Chapter 2 will explore the mathematical foundations of MLP in detail:
- What is a potential energy surface
- Energy learning with neural networks
- Importance of symmetry and equivariance
- Evolution from Behler-Parrinello to the latest MACE

Additionally, we'll practice simple MLP training using Python.


Exercises

Problem 1 (Difficulty: easy)

In the history of molecular simulation, create a table summarizing how "accuracy," "speed," and "generality" differ among the three methods: empirical force fields, DFT, and MLP.

Hint Compare from three perspectives: accuracy (can describe chemical reactions), speed (computation time per step), and generality (ease of application to new systems).
Sample Answer | Method | Accuracy | Speed | Generality | |------|------|------|--------| | **Empirical force fields**
(AMBER, CHARMM, ReaxFF) | **Low-Medium**
- Chemical reactions: Only ReaxFF possible (requires tuning)
- No quantum effects | **Fast**
- 10⁻⁶ sec/step
- 10⁶ atoms, μs scale possible | **Low**
- Parameter tuning needed per system
- Difficult to apply to new materials | | **DFT**
(ab initio MD) | **High**
- Can describe chemical reactions
- Accurately describes quantum effects | **Extremely slow**
- 1-10 hours/step
- 10² atoms, ps scale limit | **High**
- No parameters needed
- Applicable to any system | | **MLP**
(SchNet, NequIP, MACE) | **High**
- DFT accuracy
- Can describe chemical reactions | **Fast**
- 10⁻³ sec/step
- 10³-10⁴ atoms, μs scale possible | **High**
- Applicable with training data
- Data collection takes 1-2 weeks | **Conclusion**: MLP achieved characteristics previously impossible: combining **DFT accuracy with empirical force field speed**.

Problem 2 (Difficulty: medium)

Explain why 1 microsecond ab initio MD simulation with DFT is "practically impossible," estimating computation time. Assume DFT calculation for one step takes 1 hour for a 100-atom system.

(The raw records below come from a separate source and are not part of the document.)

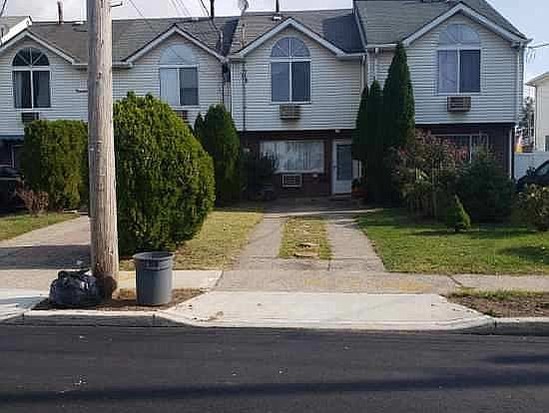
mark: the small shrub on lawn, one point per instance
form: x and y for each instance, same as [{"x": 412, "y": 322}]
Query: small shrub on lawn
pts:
[
  {"x": 456, "y": 217},
  {"x": 534, "y": 206},
  {"x": 165, "y": 181},
  {"x": 36, "y": 202},
  {"x": 220, "y": 139},
  {"x": 486, "y": 190},
  {"x": 53, "y": 161},
  {"x": 426, "y": 172}
]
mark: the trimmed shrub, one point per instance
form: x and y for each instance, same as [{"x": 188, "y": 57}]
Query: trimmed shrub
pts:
[
  {"x": 53, "y": 161},
  {"x": 534, "y": 206},
  {"x": 486, "y": 191},
  {"x": 165, "y": 181},
  {"x": 220, "y": 139},
  {"x": 456, "y": 216}
]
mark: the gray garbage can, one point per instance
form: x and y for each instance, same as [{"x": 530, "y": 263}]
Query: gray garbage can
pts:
[{"x": 153, "y": 278}]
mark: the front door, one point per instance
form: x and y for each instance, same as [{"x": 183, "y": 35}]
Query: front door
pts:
[{"x": 342, "y": 168}]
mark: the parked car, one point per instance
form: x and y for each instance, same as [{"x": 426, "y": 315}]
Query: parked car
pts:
[
  {"x": 540, "y": 177},
  {"x": 10, "y": 179}
]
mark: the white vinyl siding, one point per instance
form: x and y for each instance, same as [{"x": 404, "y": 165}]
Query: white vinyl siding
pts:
[
  {"x": 65, "y": 101},
  {"x": 542, "y": 116},
  {"x": 334, "y": 95},
  {"x": 295, "y": 156},
  {"x": 501, "y": 89}
]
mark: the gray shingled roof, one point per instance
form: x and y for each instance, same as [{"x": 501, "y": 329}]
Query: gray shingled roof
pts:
[
  {"x": 390, "y": 21},
  {"x": 129, "y": 36},
  {"x": 336, "y": 26}
]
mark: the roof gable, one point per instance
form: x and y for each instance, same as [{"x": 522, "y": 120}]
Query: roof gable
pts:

Hint How many steps are needed for 1 microsecond MD? (Typical timestep is 1 femtosecond = 10⁻¹⁵ seconds)
Sample Answer **Calculation**: 1. **Required number of steps**: - 1 microsecond = 10⁻⁶ seconds - Timestep = 1 femtosecond = 10⁻¹⁵ seconds - Required steps = 10⁻⁶ ÷ 10⁻¹⁵ = **10⁹ steps** (1 billion steps) 2. **Computation time**: - 1 step = 1 hour - Total computation time = 10⁹ steps × 1 hour = **10⁹ hours** - = 10⁹ ÷ 24 ÷ 365 = **About 114,000 years** 3. **Even with parallelization**: - Even with 1000-node parallelization on best supercomputers - 114,000 years ÷ 1000 = **About 114 years** **Conclusion**: - 1 microsecond simulation with DFT is **practically impossible with current computers** - This is known as the "timescale gap" problem, a serious constraint - MLP bridges this gap by achieving 10⁴-10⁶× speedup while maintaining DFT accuracy

Problem 3 (Difficulty: hard)

For catalytic reaction simulation (Cu surface CO₂ reduction), explain how total research project duration differs between conventional methods (empirical force field, DFT) and MLP, assuming specific workflows.

Hint Consider preparation period, simulation execution time, analysis time, and response time when difficulties arise for each method.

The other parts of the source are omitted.